Update: 04.04.2017

Liberté d’expression dans l’Islam

Dans les pays musulmans, la religion se pose en obstacle à la liberté d’expression. Les propos critiques envers l’Islam, comme la négation de l’existence de Dieu, le rejet des prophètes ou encore les critiques adressées au Coran et aux autorités religieuses sont le plus souvent violemment réprimés.

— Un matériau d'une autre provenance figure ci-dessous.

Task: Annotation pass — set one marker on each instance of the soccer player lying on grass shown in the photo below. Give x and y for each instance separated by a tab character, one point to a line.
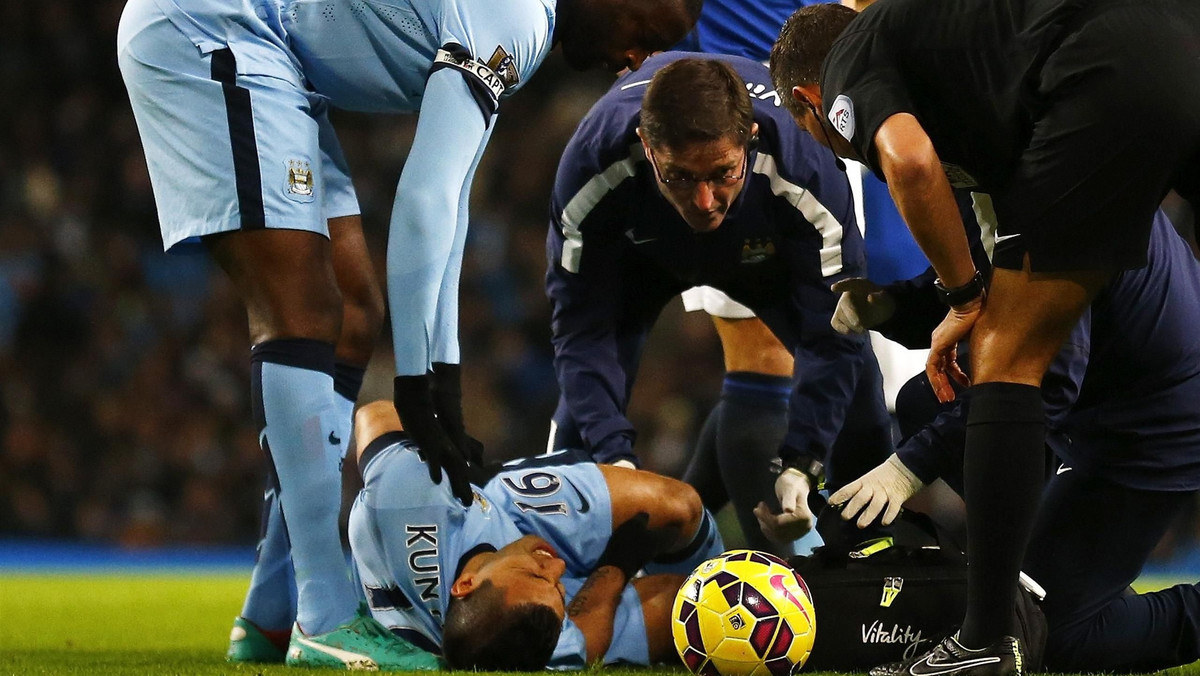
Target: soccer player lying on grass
537	570
1121	418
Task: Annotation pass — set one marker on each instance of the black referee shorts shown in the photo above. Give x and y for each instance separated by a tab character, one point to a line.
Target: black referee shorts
1116	126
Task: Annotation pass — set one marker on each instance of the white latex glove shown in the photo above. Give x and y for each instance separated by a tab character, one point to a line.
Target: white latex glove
792	490
881	490
863	305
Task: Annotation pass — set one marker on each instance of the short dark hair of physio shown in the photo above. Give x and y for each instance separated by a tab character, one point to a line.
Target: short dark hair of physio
803	43
695	101
484	634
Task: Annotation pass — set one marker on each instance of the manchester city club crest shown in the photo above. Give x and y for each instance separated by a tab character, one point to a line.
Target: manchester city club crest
299	178
757	250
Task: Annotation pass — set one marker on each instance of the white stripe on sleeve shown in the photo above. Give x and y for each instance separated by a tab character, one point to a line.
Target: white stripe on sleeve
814	211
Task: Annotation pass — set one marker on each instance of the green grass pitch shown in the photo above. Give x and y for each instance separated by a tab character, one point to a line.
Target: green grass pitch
154	623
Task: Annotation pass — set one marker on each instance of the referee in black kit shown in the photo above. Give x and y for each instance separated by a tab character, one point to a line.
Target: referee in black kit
1075	118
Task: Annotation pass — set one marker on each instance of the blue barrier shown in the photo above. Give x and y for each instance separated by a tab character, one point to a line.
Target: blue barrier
36	555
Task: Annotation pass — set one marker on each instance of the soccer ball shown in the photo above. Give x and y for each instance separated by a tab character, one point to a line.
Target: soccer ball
743	614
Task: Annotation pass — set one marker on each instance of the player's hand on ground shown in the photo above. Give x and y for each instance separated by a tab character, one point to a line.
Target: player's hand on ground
882	490
634	544
942	364
863	305
796	520
414	404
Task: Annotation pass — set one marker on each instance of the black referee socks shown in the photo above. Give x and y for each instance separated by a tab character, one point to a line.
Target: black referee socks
1003	473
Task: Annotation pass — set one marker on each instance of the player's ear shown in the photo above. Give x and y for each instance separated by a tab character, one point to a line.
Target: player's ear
466	584
646	147
808	96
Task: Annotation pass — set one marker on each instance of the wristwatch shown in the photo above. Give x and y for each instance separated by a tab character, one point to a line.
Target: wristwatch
958	295
810	467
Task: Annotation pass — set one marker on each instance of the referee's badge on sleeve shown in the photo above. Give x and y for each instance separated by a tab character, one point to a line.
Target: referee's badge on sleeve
841	115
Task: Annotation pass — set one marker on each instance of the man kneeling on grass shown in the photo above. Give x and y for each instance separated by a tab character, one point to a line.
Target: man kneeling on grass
538	570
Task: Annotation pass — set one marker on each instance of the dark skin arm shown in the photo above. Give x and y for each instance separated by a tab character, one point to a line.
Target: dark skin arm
923	196
594	608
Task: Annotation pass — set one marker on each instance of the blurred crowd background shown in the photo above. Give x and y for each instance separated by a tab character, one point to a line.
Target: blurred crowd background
125	372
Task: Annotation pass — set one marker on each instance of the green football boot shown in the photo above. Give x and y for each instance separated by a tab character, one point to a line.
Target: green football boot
247	642
361	644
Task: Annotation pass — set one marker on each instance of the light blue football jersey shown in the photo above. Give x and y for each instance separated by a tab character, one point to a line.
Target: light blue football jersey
411	537
294	59
370	55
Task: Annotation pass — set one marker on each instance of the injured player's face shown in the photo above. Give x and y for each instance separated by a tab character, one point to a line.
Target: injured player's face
528	570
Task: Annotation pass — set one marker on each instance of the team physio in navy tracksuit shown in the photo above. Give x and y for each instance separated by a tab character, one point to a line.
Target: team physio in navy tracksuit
1123	430
768	220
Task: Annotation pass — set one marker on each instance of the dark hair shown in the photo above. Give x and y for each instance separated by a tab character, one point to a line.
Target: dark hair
484	634
803	43
696	100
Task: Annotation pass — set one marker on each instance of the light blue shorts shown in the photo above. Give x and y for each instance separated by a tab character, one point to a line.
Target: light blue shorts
232	136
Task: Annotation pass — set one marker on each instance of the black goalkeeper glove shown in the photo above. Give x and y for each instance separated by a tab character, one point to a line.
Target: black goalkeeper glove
414	404
633	545
447	387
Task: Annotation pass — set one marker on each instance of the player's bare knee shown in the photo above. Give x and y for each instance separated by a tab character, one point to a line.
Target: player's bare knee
373	419
684	508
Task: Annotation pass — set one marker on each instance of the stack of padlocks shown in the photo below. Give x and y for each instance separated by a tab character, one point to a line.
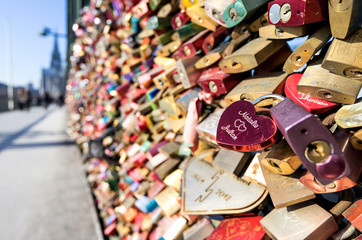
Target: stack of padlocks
192	113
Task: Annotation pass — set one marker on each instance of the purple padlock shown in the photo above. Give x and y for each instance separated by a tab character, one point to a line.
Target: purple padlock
312	142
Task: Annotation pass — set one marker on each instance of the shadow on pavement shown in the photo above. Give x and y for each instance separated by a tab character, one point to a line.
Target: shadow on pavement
8	141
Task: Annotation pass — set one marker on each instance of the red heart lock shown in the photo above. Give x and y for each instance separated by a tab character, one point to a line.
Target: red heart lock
241	130
311	104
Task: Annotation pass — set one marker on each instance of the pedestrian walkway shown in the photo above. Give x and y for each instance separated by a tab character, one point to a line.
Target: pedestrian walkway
43	189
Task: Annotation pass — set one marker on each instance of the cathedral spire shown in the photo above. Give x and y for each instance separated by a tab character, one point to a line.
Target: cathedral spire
56	61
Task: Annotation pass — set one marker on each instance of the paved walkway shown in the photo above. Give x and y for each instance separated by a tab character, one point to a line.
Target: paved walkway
43	189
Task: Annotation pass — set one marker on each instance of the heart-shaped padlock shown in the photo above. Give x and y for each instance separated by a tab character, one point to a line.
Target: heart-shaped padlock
241	129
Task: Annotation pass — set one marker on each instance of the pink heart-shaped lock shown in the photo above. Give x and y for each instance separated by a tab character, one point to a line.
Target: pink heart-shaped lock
241	130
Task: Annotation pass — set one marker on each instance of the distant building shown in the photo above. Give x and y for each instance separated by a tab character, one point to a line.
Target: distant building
53	78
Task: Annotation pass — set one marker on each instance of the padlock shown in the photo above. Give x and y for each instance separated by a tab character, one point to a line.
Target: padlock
344	16
280	32
356	140
199	17
187	73
215	9
275	62
168	49
140	9
168	200
320	83
348	116
296	13
189	3
165	38
354	214
344	57
242	130
236	42
207	128
352	156
168	9
240	10
258	23
184	99
208	190
176	229
165	79
214	38
212	57
155	4
320	153
280	159
200	230
255	87
168	104
230	161
311	104
166	167
158	23
187	31
286	190
217	82
305	52
250	55
242	227
305	220
179	20
192	46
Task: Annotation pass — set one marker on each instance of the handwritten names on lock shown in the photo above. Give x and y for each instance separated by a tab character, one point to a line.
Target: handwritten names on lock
207	189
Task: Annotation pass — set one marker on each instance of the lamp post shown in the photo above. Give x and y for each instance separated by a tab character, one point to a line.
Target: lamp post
55	76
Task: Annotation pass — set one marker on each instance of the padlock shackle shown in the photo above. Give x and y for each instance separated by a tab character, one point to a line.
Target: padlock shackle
259	99
346	199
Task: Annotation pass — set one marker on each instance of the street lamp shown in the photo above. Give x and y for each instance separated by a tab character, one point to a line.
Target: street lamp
56	86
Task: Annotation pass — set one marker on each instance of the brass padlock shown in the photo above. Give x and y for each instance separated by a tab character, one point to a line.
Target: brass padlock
199	17
279	32
212	57
236	42
348	116
168	9
214	38
250	55
187	73
168	49
344	57
320	83
208	190
240	10
280	159
305	220
254	87
344	17
304	52
286	190
215	9
231	161
259	22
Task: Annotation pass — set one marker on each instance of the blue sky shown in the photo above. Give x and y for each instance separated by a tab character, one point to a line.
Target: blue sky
30	51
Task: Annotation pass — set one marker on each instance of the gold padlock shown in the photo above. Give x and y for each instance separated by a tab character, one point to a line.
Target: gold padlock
344	57
344	17
199	17
305	51
320	83
281	32
286	190
250	55
281	159
254	87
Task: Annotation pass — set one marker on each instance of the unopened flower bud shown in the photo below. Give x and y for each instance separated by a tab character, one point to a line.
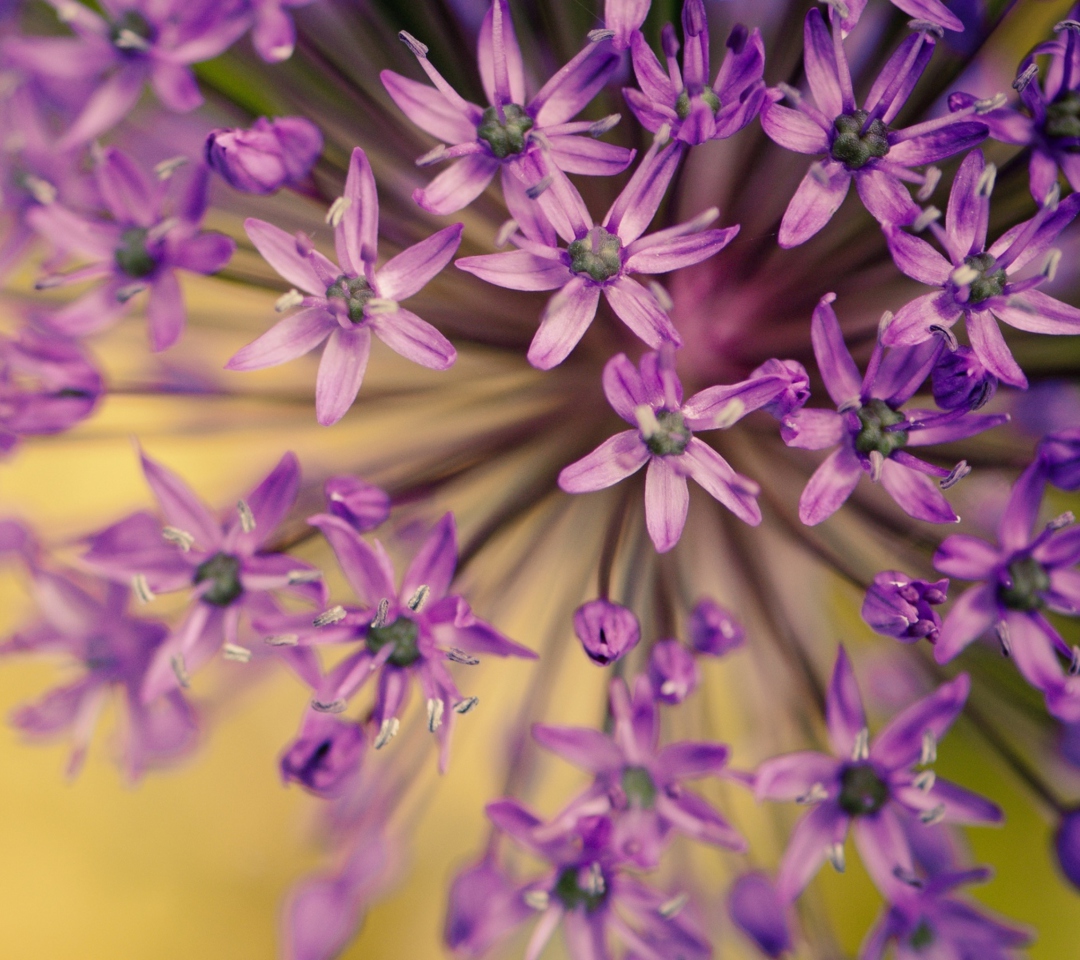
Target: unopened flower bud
268	156
673	672
607	631
362	505
900	607
714	631
960	380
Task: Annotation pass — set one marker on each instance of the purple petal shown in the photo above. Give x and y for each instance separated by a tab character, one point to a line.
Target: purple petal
715	475
817	199
564	323
340	373
613	460
414	338
916	494
666	501
829	486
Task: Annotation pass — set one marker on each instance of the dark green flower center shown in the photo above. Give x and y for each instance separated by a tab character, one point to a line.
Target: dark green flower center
597	255
508	135
638	786
672	437
862	791
1029	581
574	895
1063	118
133	256
875	419
684	103
402	634
355	292
989	282
223	571
853	147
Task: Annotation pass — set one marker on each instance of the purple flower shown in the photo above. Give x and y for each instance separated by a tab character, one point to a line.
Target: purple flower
484	139
684	102
859	144
404	633
140	248
975	280
900	607
223	563
346	305
132	41
46	386
325	755
598	257
270	154
1027	573
638	784
607	631
652	401
758	911
89	623
360	504
872	786
673	672
872	430
715	631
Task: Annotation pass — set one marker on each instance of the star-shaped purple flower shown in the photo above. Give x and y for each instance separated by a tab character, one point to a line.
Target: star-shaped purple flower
859	143
346	303
869	786
663	437
484	139
872	430
976	282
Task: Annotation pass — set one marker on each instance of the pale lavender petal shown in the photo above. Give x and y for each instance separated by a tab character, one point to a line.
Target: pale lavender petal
414	338
564	323
666	501
916	494
817	199
615	459
829	486
340	373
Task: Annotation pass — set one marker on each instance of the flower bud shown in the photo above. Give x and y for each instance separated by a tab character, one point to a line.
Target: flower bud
270	154
673	672
899	607
714	631
757	911
364	506
607	631
325	755
960	380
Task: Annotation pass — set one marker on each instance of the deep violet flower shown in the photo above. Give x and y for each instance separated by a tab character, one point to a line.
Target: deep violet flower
598	257
859	143
140	248
638	784
405	633
133	42
898	606
872	430
271	153
224	563
663	437
692	110
346	305
88	622
483	139
871	786
976	281
1028	572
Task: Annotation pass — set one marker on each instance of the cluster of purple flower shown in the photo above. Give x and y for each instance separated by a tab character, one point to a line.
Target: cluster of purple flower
130	231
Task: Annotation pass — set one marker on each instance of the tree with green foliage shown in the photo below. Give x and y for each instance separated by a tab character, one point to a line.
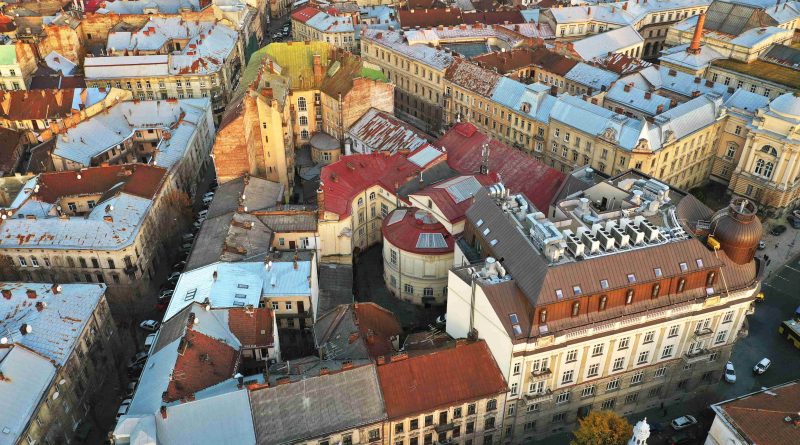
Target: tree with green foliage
602	428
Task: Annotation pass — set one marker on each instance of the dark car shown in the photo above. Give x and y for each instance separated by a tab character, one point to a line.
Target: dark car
777	230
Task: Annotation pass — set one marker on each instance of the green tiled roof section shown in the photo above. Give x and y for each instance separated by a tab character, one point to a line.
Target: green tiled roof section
373	74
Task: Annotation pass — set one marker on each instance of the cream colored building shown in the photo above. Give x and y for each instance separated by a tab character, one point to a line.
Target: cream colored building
769	168
417	253
170	58
558	332
417	70
100	225
56	356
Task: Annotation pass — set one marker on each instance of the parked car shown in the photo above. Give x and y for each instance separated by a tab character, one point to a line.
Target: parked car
762	366
149	325
123	408
730	373
131	388
683	422
777	230
140	357
149	340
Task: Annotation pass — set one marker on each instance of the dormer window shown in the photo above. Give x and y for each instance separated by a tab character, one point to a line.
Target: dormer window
656	290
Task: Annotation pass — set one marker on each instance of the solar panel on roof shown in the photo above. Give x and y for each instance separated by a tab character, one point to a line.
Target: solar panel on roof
463	190
396	217
431	241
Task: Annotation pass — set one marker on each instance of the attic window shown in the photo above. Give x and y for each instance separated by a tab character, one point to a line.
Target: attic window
190	294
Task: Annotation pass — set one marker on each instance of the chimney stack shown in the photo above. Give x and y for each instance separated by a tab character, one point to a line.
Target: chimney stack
694	47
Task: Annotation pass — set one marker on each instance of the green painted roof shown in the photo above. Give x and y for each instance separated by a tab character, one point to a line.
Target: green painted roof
8	54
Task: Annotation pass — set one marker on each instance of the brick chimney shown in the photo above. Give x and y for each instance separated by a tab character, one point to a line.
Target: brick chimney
319	70
694	47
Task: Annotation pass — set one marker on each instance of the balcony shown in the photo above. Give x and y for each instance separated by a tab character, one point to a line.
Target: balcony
703	332
444	427
541	374
695	356
543	396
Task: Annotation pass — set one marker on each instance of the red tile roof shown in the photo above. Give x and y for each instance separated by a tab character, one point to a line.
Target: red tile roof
351	175
253	327
439	379
205	361
36	104
404	234
453	211
760	418
376	326
303	15
433	17
518	171
141	180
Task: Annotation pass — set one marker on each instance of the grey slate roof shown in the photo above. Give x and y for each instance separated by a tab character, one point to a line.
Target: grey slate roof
335	286
317	406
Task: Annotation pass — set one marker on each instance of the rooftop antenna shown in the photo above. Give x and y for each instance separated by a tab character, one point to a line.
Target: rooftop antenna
485	159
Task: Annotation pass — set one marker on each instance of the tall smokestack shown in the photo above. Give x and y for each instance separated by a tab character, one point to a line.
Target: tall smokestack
694	48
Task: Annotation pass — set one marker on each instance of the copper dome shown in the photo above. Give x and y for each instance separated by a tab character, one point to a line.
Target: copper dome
738	230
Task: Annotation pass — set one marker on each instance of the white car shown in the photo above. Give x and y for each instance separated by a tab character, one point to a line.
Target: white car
730	373
762	366
149	325
683	422
123	408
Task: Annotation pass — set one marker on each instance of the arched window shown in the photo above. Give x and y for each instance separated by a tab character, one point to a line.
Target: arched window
759	167
710	279
769	149
768	170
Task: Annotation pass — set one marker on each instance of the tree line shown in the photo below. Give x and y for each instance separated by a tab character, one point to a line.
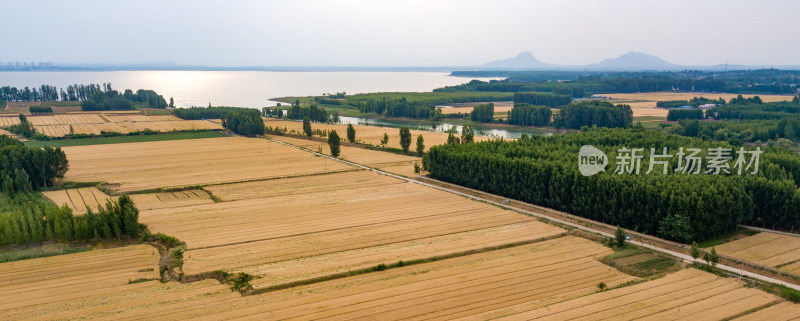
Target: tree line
28	218
110	99
396	107
77	92
679	207
684	113
593	113
242	121
584	84
694	102
313	112
40	166
530	115
542	99
483	113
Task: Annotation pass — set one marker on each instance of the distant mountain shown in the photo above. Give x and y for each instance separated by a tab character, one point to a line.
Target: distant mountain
524	60
634	61
631	61
626	62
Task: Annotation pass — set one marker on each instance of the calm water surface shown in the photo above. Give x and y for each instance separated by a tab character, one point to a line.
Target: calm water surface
239	88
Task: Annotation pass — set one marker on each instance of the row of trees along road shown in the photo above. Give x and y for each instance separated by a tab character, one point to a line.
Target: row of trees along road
676	206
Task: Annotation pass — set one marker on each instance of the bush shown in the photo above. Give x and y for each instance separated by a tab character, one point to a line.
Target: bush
307	127
695	250
619	237
351	133
405	139
333	143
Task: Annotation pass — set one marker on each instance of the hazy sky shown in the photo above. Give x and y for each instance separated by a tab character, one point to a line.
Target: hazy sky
397	33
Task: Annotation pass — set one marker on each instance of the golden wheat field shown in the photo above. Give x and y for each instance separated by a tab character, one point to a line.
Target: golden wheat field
96	123
538	273
79	199
779	312
133	166
390	162
189	197
285	215
687	294
768	249
28	285
294	228
644	104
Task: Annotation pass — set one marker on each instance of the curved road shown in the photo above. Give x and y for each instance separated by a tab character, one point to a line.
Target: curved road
684	257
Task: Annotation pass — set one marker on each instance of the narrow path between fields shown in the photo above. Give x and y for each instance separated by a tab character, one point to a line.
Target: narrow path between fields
684	257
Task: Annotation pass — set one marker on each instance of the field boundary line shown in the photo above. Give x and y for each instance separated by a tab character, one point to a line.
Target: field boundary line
331	230
434	258
683	257
761	229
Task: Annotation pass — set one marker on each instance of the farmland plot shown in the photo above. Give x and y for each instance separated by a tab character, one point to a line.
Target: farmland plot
779	312
148	165
95	123
687	294
538	274
29	284
369	134
390	162
78	199
769	249
294	228
644	104
171	199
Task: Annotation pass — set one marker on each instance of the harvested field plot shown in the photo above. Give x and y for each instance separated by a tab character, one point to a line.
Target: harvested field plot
369	134
664	96
95	123
769	249
389	162
133	166
78	199
539	273
644	104
295	228
171	199
371	158
779	312
688	294
27	285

Des lois contre le blasphème

Le droit pénal de tous les États islamiques contient des lois qui sanctionnent de manière plus ou moins sévère le blasphème (aussi qualifié de diffamation de la religion). Sont considérés comme blasphèmes des paroles et des actes qui, de l’avis des autorités, vilipendent l’Islam. En fonction de l’opinion du juge, peuvent également être qualifiés de blasphèmes les efforts de modernisation des réformistes, des articles scientifiques ou encore des opinions exprimées par des individus sur la religion et la société, par exemple sur les réseaux sociaux. Les peines prononcées vont en général de plusieurs mois à plusieurs années de prison, auxquels s’ajoute une amende. Dans certains États, comme l’Iran, le blasphème est passible de la peine capitale.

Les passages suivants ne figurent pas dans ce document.